So glad for this post! DD who is now 27 months would wake up ALL night long to nurse. She starts off her night's sleep in her crib and then we co-sleep after we've gone to bed. DH brings her in when her next waking after we've gone to bed. Human pacifier.

We did Dr. Gordon for middle of the night nursing when dd was about 18 months. She used to wake up 6-12 times a night to nurse. We created a blackout window from 11pm-5am where we said mommy's milkies are sleeping. It was about 3 days of long middle of the night wakings and crying, but after that she just puts her head down and goes to sleep. This lasted like 2 months when dd got sick and bad teething and was waking up in the night screaming, so we un-night-weaned. A few months after that, we re-night weaned as night nursing was messing with my fertility.

Night weaning DRASTICALLY altered how often she wakes up now. She went from 6-12 times to 2-3. Also, even though the blackout didn't start until 11pm, she went from waking 3-4 times in the first 1-2 hours of the night, to sleeping about 4 hours straight. Some nights now she'll go 5-6 hours.

Now I'm 7 weeks pregnant and tonight we started to change the nursing to fall asleep. UGH! I prepped dd, told her that after she nurses, the milkies are empty and going to sleep and dd will go in the crib and mommy will lay down next to her.

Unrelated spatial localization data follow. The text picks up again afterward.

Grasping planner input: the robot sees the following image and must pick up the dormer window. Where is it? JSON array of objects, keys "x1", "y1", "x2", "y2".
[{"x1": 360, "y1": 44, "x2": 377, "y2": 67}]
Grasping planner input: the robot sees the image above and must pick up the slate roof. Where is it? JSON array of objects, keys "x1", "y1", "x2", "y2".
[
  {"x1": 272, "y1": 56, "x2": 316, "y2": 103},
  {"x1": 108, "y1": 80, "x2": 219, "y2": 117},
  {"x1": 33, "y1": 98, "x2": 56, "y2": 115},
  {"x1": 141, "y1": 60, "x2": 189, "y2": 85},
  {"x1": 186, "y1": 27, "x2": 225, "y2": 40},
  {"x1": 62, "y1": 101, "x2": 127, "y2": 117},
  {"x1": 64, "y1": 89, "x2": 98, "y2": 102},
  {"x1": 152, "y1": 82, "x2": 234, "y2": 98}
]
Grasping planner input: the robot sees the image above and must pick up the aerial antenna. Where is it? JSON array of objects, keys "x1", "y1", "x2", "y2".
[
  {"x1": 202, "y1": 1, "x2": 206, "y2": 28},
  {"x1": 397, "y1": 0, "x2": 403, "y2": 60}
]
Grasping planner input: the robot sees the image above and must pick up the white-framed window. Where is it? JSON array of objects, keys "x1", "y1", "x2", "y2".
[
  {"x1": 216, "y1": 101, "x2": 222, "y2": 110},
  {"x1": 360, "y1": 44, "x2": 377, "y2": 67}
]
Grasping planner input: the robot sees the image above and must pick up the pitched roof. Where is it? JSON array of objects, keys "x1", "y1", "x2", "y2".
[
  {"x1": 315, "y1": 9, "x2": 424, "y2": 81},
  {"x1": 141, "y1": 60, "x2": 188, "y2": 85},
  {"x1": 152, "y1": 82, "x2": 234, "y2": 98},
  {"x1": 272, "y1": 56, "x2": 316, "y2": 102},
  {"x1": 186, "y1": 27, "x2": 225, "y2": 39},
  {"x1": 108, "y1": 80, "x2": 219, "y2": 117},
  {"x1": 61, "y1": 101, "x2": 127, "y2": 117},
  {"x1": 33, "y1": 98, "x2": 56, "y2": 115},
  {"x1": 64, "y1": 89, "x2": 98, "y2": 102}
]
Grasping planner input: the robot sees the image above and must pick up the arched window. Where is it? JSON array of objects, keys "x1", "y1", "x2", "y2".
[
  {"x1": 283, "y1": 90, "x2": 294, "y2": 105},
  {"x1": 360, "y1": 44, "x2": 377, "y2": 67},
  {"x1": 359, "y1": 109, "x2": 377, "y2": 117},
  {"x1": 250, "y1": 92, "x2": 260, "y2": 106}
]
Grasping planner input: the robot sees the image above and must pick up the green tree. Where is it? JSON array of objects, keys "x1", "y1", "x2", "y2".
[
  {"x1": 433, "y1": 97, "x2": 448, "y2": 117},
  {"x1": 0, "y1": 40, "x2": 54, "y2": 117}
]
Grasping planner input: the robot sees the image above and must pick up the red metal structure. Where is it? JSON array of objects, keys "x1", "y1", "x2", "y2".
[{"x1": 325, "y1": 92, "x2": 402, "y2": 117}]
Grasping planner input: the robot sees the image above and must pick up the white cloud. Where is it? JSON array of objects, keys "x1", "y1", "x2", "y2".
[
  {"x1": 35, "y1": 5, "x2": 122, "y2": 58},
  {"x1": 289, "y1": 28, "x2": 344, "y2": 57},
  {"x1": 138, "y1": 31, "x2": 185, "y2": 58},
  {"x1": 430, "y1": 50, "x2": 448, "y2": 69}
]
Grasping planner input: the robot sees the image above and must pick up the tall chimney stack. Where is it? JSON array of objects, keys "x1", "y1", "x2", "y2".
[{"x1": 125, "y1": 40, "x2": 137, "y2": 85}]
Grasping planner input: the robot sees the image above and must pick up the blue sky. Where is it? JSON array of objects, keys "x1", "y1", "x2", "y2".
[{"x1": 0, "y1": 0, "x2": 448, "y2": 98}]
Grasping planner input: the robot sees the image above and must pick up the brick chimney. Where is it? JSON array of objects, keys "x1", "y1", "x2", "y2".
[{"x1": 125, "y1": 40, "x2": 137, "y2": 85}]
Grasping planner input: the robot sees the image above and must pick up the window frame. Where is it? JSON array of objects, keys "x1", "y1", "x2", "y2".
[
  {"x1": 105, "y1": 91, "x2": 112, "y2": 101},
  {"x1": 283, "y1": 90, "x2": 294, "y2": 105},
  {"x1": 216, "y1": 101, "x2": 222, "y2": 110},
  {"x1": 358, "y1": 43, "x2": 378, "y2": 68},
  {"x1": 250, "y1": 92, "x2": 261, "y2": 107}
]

Well, it was about 1.5 hours before she fell asleep, with about an hour of that sobbing.







I'm sure it will be easier in a few days, but it's SO hard!

I do love nursing her to sleep, but with being pg and dh and I not having slept through the night in 2+ years, we need to make more changes.

One thing we did before night-weaning was to make a going to bed book for dd. I took photos of her doing her night routine (ie, bath, p.j.'s, story, brush teeth, lay down in crib...). I wrote in the book that "it's still night time. shhh Mommy's milkes are sleeping, go back to sleep...Now it's morning and you can nurse again!" I think this really helped her. She totally "gets" it, even if it's challenging when making the actual change.

I hope things go easier tomorrow. Seriously, I don't understand how people do cio. My heart was breaking and I was in there the whole time.


----------



## Baby_Cakes (Jan 14, 2008)

What if your LO is already nightweaned, but they only nurse to sleep? Is this a put them down sleepy but awake method? I've tried those only to fail miserably when DD cries.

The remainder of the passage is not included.